President Robert Mugabe of Zimbabwe appears to have lost out so quickly in skirmishes that can be taken as marking the end of his rule. Although the youth wing of the ruling party in the country dared the military yesterday afternoon by saying that General Constantino Chiwenga was only speaking for himself and that they would mobilise in millions for the president, Mugabe himself has not been heard since the tussle began. That is strange and surprising for a very vocal president and a master of the game such as Mugabe. It is the military that is speaking for him, announcing guarantee of his safety and that of his family. That is what a Major-General Sibusiso Moyo has said earlier today on the Zimbabwean Broadcasting Corporation, (ZBC) when he denied a military take over. The logic is that Mugabe must effectively have been taken into protective custody and the military might have decided not to call it a coup because they may be isolated for doing so.
Although some interpreters say the Armoured Personnel Carriers, (APCs) sighted in motion in and around Harare, the Zimbabwean capital are not adequate for a coup, what does one make of the situation whereby the state broadcaster has also fallen to military control, heavy gunfire has been heard and Mugabe himself is not speaking?

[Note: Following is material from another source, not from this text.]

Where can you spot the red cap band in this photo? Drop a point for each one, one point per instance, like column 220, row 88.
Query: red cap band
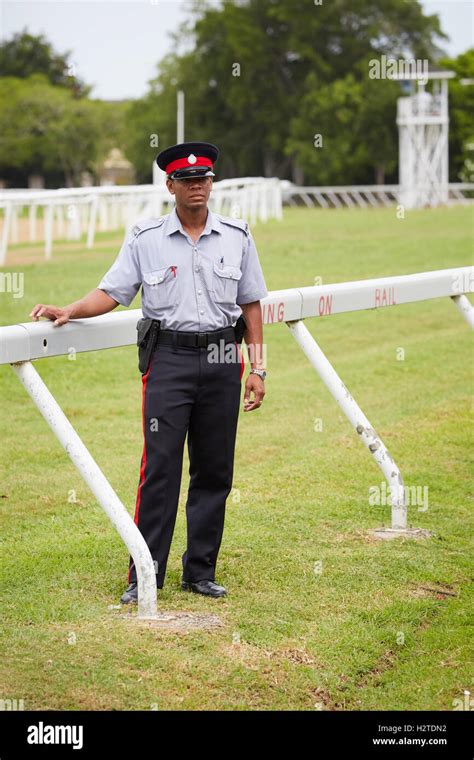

There is still nothing to say that this is the end of Mugabe. A veteran of power such as him can have many lives. At 93, he is damned too old to govern but it might still not be the echoes of a war foretold as there was still a cabinet meeting yesterday but which was obviously not attended by Mugabe. It was from the meeting that Information Minister, Simon Khaya- Moyo charged the Head of the Defence Forces with subversion and treason. Analysts, however, point at the realism that a coup is only treasonable if it fails. Otherwise, the coup plotter becomes the C-in-C and the game would have changed. Power via the coup is theoretically frowned at across Africa. Is it possible that all the key actors could have just found that there is no other way to get Mugabe out other than a coup or it is still too early for any African country to comment, including the AU?
Is it possible a foreign power has taken charge of the situation? Which foreign power is most influential in the unfolding dynamics? Mugabe has sent the West packing since 2002 in the event of the land reform conflict with Britain. It is after that he has not found peace again. There is a popular joke in high circles that he would have since been overthrown if Zimbabwe were an oil producing country. That is to say the West left him to do his thing because Zimbabwe is not worth the modern equivalent of gun boat diplomacy.
Such statements ignore the fact that Mugabe made his move after aligning himself with China. Today, China is the only outside powers with clouts to substantially shape the outcome of what is going on. It is instructive that Emerson Mnangagwa, the Vice-President Mugabe sacked earlier last week made his way to China, threatening to deal with Mugabe. As a former Minister with responsibilities for Defence and Security, his threat cannot be dismissed but he is unlikely to act without seeking Chinese inputs, formally and/or informally. Just as well, Mugabe has his own personal and political links in Beijing. The problem is that analysis such as this could fall flat in a crisis situation. In a crisis situation, all previous patterns and tested wisdom could fail to hold or apply. When a regime is in crisis, it is totally vulnerable and anything can happen.
The prayer is that however it plays out, may it not degenerate into the chaos and mass suffering typical of power struggle of this type across the continent. The people of Zimbabwe have suffered economic crisis for long and it is important this is not compounded.